Yunlin eyes constitutional view of ban on coke, coal

By Chen Wei-han  /  Staff reporter

Yunlin County Commissioner Lee Chin-yung, fourth right, gestures with lawyers and academics in Yunlin County yesterday.

Photo: Lin Kuo-hsien, Taipei Times

The Yunlin County Government yesterday said it would seek a constitutional interpretation on its ban on burning petroleum coke and coal, which was rejected by the Environmental Protection Administration (EPA) on Monday, which said the county government lacked jurisdiction.

To fight air pollution, the county government announced the ban in June to prohibit the burning of petroleum coke from June next year and coal from June 2017.

The EPA on Monday rejected the plans, saying they involved national energy policies and regulations that fall within the jurisdiction of the central government according to the Energy Administration Act (能源管理法) and the Local Government Act (地方制度法).

The county government rejected the EPA’s ruling, citing a clause of the Local Government Act that stipulates the invalidation of a bylaw due to contradiction of its superior laws should be declared by the Executive Yuan and other authorities, not the EPA.

Yunlin County Commissioner Lee Chin-yung (李進勇) said the county government would seek a constitutional interpretation from the Judicial Yuan on whether the bans run counter to the acts.

Lee said the county government would also request that the Legislative Yuan rule on the matter, as the Local Government Act stipulates that the Legislative Yuan should interfere where there is a dispute between the central government and a local government over scopes of power.

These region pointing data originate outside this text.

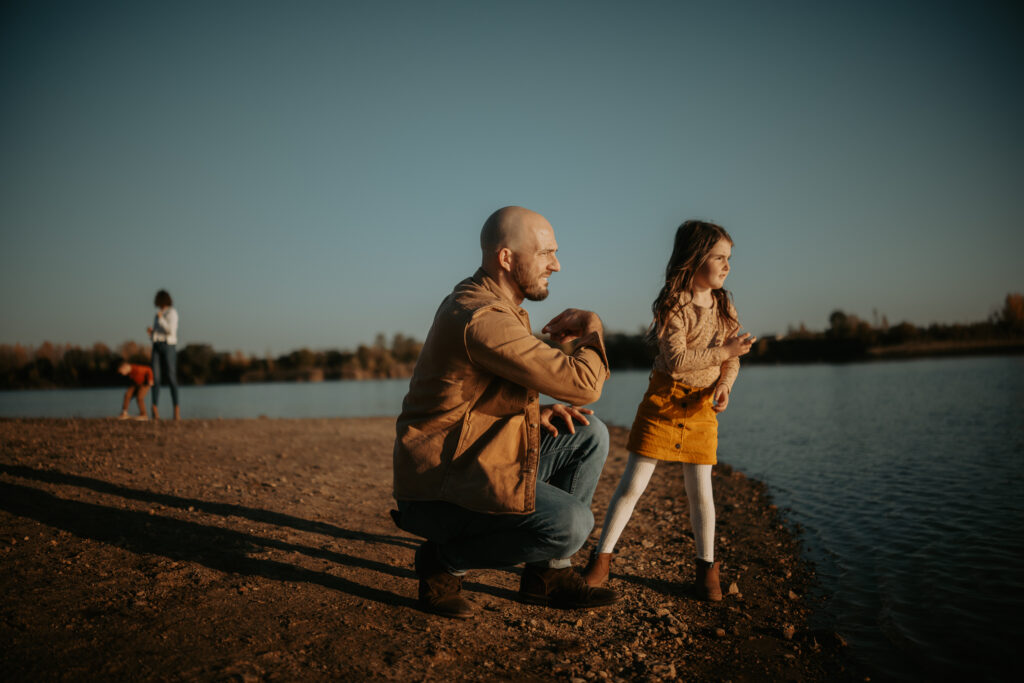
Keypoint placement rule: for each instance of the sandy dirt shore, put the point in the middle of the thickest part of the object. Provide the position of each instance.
(252, 550)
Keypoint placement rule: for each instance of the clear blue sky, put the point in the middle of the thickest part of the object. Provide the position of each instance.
(312, 173)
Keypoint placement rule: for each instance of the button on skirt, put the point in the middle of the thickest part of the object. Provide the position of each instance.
(676, 422)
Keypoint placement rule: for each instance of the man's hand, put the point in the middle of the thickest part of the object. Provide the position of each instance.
(572, 324)
(566, 413)
(721, 400)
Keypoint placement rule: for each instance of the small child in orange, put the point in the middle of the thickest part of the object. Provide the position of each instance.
(141, 380)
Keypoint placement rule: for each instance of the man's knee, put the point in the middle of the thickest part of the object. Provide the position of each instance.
(581, 524)
(599, 436)
(568, 530)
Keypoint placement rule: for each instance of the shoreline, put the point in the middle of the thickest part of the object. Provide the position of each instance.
(261, 549)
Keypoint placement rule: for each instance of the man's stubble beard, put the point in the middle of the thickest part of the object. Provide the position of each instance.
(531, 291)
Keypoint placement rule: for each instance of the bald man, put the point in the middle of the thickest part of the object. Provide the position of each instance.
(485, 473)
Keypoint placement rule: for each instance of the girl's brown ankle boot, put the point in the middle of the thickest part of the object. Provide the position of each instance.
(597, 569)
(707, 583)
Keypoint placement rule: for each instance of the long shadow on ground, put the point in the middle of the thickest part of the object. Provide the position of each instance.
(214, 547)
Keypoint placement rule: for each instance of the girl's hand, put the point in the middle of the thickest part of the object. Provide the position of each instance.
(566, 413)
(738, 345)
(721, 399)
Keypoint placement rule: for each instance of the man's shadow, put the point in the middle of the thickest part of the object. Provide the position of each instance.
(213, 547)
(222, 509)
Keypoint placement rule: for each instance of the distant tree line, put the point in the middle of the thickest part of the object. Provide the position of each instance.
(848, 338)
(50, 366)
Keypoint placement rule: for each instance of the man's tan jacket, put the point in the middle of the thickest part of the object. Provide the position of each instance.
(469, 431)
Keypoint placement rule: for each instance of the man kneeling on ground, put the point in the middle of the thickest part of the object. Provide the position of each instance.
(488, 476)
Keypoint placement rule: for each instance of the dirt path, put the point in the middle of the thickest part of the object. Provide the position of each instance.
(255, 550)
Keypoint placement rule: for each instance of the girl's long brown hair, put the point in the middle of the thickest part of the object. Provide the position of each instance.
(694, 240)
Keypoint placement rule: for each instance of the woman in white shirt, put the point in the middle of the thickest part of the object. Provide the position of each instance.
(164, 335)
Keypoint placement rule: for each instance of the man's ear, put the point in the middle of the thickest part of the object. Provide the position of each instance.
(505, 258)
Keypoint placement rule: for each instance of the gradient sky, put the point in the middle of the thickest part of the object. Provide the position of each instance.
(312, 173)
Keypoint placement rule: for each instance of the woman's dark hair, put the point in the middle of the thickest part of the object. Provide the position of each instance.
(694, 240)
(163, 299)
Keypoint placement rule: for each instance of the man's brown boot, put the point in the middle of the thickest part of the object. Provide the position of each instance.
(707, 586)
(439, 591)
(561, 588)
(598, 568)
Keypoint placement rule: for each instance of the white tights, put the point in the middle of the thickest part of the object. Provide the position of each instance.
(633, 483)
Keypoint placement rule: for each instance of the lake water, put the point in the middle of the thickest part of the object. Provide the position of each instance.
(903, 475)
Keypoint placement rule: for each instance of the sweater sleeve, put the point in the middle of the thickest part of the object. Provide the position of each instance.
(730, 369)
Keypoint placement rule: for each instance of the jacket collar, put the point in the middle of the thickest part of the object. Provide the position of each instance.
(483, 280)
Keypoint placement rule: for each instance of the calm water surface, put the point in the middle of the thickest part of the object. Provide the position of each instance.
(904, 476)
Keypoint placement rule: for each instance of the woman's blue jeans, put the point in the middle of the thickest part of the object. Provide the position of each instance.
(165, 364)
(566, 477)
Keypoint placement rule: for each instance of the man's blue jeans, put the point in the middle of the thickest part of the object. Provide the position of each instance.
(566, 477)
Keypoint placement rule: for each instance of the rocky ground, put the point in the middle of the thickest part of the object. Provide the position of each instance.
(254, 550)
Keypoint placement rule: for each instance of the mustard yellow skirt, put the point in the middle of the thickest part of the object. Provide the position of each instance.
(676, 422)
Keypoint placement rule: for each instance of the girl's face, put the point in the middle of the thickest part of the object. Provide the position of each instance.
(713, 271)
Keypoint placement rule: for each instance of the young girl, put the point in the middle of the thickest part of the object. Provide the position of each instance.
(695, 330)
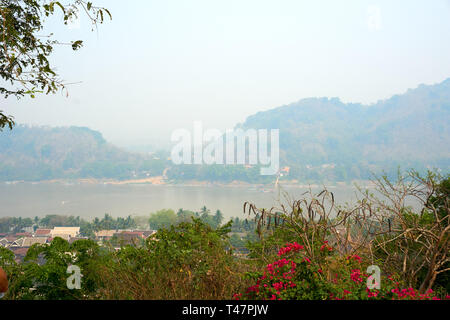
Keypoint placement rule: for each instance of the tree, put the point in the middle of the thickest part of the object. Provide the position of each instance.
(162, 219)
(25, 49)
(218, 218)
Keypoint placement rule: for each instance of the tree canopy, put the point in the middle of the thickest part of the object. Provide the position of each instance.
(25, 48)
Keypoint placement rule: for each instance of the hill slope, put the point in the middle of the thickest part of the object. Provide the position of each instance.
(410, 130)
(42, 153)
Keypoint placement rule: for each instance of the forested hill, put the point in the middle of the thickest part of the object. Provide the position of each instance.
(411, 129)
(43, 153)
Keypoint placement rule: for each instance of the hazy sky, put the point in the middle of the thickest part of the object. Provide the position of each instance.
(160, 65)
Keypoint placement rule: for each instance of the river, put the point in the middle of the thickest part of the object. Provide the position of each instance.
(94, 200)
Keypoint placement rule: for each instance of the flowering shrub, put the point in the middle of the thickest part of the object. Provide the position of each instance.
(297, 276)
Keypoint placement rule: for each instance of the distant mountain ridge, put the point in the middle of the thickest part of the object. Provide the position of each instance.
(44, 153)
(321, 139)
(411, 129)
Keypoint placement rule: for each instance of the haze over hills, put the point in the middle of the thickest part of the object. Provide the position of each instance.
(321, 139)
(43, 153)
(410, 130)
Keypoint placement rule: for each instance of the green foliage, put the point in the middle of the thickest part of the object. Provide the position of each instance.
(24, 58)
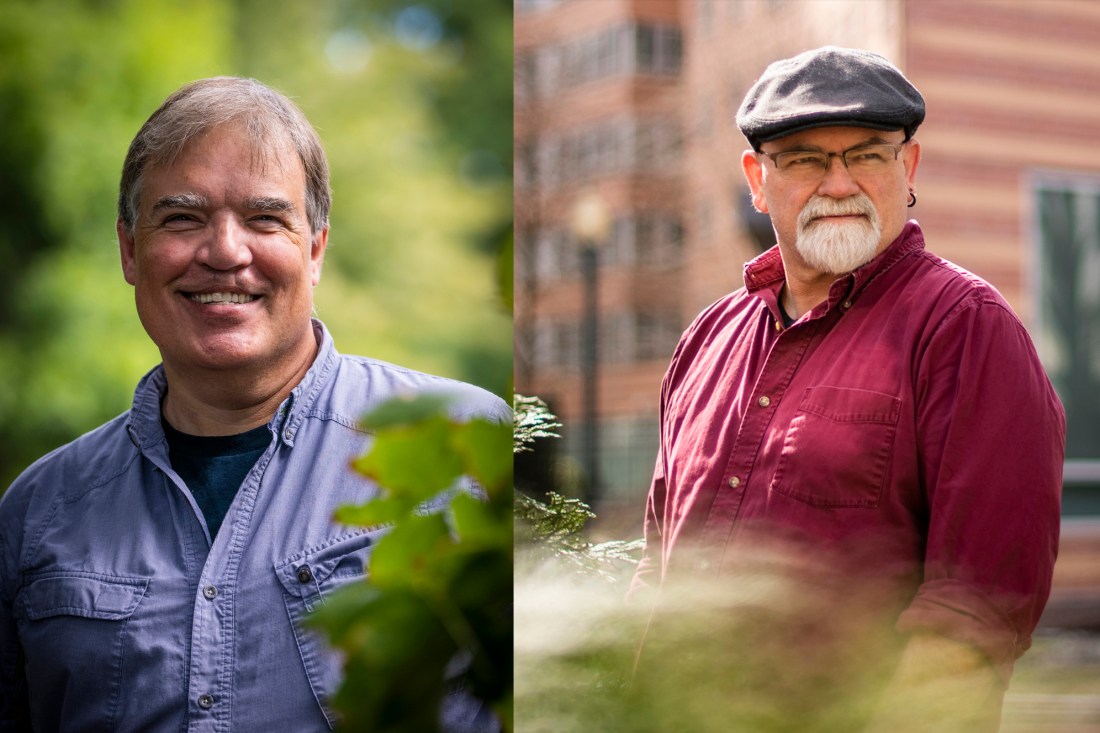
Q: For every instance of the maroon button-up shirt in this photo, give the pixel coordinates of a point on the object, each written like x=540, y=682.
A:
x=905, y=423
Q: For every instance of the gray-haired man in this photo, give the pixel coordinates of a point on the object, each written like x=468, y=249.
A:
x=156, y=570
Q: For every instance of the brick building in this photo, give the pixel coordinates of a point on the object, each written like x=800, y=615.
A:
x=634, y=100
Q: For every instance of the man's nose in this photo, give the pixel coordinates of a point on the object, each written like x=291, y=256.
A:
x=837, y=182
x=227, y=245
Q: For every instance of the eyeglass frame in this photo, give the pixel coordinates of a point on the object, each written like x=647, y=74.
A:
x=829, y=155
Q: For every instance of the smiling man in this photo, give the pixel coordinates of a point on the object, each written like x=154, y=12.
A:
x=156, y=571
x=875, y=411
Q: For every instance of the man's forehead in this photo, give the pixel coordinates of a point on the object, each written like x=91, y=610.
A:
x=259, y=170
x=827, y=137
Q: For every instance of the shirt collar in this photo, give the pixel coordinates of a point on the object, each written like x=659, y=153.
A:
x=765, y=275
x=144, y=422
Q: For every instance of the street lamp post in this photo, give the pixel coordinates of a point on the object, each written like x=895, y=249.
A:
x=591, y=227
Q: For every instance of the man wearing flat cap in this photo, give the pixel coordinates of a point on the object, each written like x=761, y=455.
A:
x=880, y=407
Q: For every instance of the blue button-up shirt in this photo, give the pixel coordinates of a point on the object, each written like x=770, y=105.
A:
x=117, y=611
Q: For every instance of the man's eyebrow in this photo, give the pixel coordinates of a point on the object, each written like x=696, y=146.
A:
x=268, y=204
x=180, y=201
x=802, y=148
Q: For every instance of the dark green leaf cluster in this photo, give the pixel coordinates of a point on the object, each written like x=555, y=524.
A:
x=532, y=419
x=438, y=594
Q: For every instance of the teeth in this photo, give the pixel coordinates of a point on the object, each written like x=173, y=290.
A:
x=222, y=297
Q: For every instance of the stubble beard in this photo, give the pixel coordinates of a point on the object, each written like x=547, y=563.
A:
x=838, y=248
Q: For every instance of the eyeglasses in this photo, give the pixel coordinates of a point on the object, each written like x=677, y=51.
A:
x=810, y=164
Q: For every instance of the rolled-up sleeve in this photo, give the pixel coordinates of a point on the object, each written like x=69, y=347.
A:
x=992, y=442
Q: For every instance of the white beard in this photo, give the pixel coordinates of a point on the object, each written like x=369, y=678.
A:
x=837, y=249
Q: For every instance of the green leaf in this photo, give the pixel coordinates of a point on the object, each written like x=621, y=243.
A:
x=413, y=555
x=414, y=461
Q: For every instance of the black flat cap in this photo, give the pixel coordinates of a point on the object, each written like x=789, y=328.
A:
x=829, y=87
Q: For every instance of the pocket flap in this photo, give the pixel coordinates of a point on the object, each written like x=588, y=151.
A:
x=90, y=597
x=303, y=573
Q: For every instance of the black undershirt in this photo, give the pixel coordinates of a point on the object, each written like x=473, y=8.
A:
x=213, y=467
x=788, y=321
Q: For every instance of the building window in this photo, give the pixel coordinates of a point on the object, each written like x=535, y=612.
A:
x=1068, y=297
x=658, y=48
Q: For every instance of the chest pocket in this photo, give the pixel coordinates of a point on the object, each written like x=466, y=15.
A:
x=838, y=447
x=307, y=579
x=73, y=630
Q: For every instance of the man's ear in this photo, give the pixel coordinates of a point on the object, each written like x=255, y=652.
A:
x=754, y=173
x=127, y=252
x=317, y=245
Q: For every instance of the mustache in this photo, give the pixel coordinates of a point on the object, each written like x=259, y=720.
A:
x=823, y=206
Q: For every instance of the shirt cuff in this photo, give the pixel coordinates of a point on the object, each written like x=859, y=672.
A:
x=965, y=613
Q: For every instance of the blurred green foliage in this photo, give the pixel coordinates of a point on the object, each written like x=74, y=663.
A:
x=413, y=101
x=439, y=584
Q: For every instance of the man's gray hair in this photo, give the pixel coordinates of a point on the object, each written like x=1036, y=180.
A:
x=266, y=116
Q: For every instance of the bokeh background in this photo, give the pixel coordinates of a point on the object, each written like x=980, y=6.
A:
x=413, y=101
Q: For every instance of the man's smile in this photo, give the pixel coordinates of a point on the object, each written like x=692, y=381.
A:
x=206, y=298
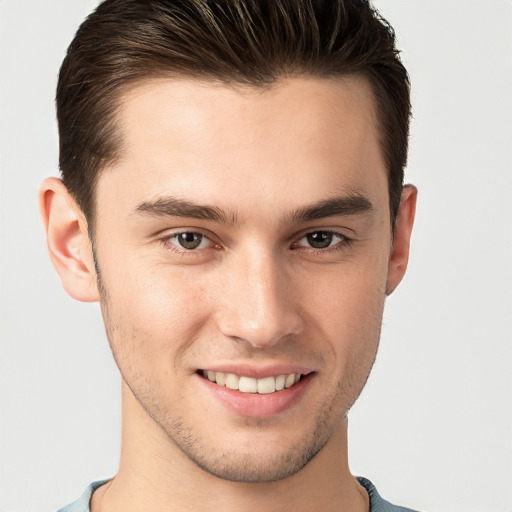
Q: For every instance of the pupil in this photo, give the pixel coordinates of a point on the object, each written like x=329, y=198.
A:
x=320, y=239
x=189, y=240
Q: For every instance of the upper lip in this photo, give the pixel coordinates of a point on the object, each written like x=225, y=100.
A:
x=258, y=371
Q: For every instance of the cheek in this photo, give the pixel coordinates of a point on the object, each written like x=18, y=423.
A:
x=151, y=317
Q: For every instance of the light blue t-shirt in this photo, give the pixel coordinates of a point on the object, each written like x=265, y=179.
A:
x=377, y=504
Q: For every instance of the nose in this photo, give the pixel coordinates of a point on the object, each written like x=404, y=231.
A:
x=258, y=304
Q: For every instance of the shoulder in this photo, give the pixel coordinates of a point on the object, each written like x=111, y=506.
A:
x=82, y=503
x=378, y=504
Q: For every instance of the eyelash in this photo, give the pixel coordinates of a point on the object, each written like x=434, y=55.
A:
x=341, y=245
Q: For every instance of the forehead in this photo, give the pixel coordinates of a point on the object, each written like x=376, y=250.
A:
x=301, y=139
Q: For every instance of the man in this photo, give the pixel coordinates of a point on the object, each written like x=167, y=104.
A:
x=232, y=196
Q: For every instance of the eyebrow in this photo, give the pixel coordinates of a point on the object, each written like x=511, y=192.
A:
x=174, y=207
x=337, y=206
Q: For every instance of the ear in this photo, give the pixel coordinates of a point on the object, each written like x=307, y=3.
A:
x=68, y=240
x=401, y=238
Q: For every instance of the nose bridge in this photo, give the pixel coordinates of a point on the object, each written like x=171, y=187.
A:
x=258, y=307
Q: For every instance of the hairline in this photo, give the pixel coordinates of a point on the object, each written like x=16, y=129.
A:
x=124, y=89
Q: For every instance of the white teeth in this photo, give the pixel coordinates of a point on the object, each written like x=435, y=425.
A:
x=248, y=385
x=231, y=381
x=251, y=385
x=280, y=382
x=266, y=385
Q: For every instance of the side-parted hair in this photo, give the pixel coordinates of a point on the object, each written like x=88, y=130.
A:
x=237, y=42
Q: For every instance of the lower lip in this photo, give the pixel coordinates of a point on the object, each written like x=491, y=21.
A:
x=254, y=405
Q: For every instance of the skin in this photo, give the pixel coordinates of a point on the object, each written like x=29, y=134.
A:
x=254, y=294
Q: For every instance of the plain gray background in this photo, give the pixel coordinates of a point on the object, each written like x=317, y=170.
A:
x=433, y=428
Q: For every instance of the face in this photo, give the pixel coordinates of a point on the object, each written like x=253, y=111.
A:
x=243, y=242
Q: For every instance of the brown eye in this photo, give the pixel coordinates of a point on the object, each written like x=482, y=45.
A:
x=319, y=239
x=190, y=240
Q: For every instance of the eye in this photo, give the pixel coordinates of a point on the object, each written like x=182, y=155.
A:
x=189, y=240
x=321, y=240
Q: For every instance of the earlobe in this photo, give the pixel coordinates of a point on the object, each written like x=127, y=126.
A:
x=68, y=240
x=401, y=238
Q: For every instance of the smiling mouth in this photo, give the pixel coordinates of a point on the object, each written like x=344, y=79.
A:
x=245, y=384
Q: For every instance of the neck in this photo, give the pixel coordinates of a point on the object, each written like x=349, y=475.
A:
x=155, y=475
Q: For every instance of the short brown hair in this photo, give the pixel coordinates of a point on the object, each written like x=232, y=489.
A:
x=247, y=42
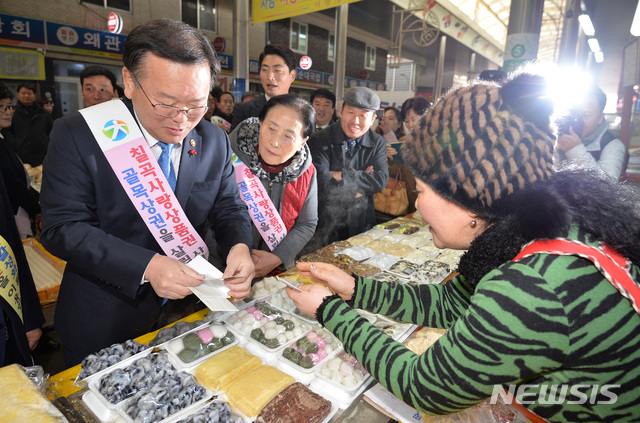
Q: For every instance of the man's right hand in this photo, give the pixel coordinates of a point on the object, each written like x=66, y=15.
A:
x=170, y=278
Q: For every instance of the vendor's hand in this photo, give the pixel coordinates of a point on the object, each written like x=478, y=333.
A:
x=567, y=141
x=335, y=279
x=171, y=278
x=310, y=298
x=33, y=336
x=240, y=264
x=265, y=262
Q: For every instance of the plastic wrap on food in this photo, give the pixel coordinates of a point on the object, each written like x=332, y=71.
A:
x=451, y=257
x=430, y=272
x=393, y=237
x=390, y=278
x=358, y=252
x=296, y=403
x=359, y=239
x=422, y=255
x=22, y=401
x=217, y=372
x=376, y=233
x=422, y=339
x=418, y=239
x=214, y=412
x=382, y=260
x=252, y=391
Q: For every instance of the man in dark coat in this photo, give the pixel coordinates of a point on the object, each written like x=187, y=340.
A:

Lawyer Wang Fu-ching (王服清) said that what is not codified in the Constitution falls within the jurisdiction of local governments, and there is no clause in the Constitution that clearly deals with environmental issues, thereby making the ban a matter of local governance.

The central government has no exclusive legislative right on environmental protection policy, Wang said.

Wang said that the bans did not involve taxation and disciplinary measures, but the EPA used its right of review to veto the bans, which was an act of superimposing the central government’s administrative right over the local government’s legislative right.

Lawyer Lin Liang-yu (林亮宇) said the central government’s energy management is based on principles different from those of local governments’ environmental policies, but the central government nevertheless used the Energy Administration Act to reject the Yunlin decision.

Lee said that the central government has forsaken its mandate to protect the environment and the public’s health, and has sided with large business groups for the sake of economic growth and at the expense of national health.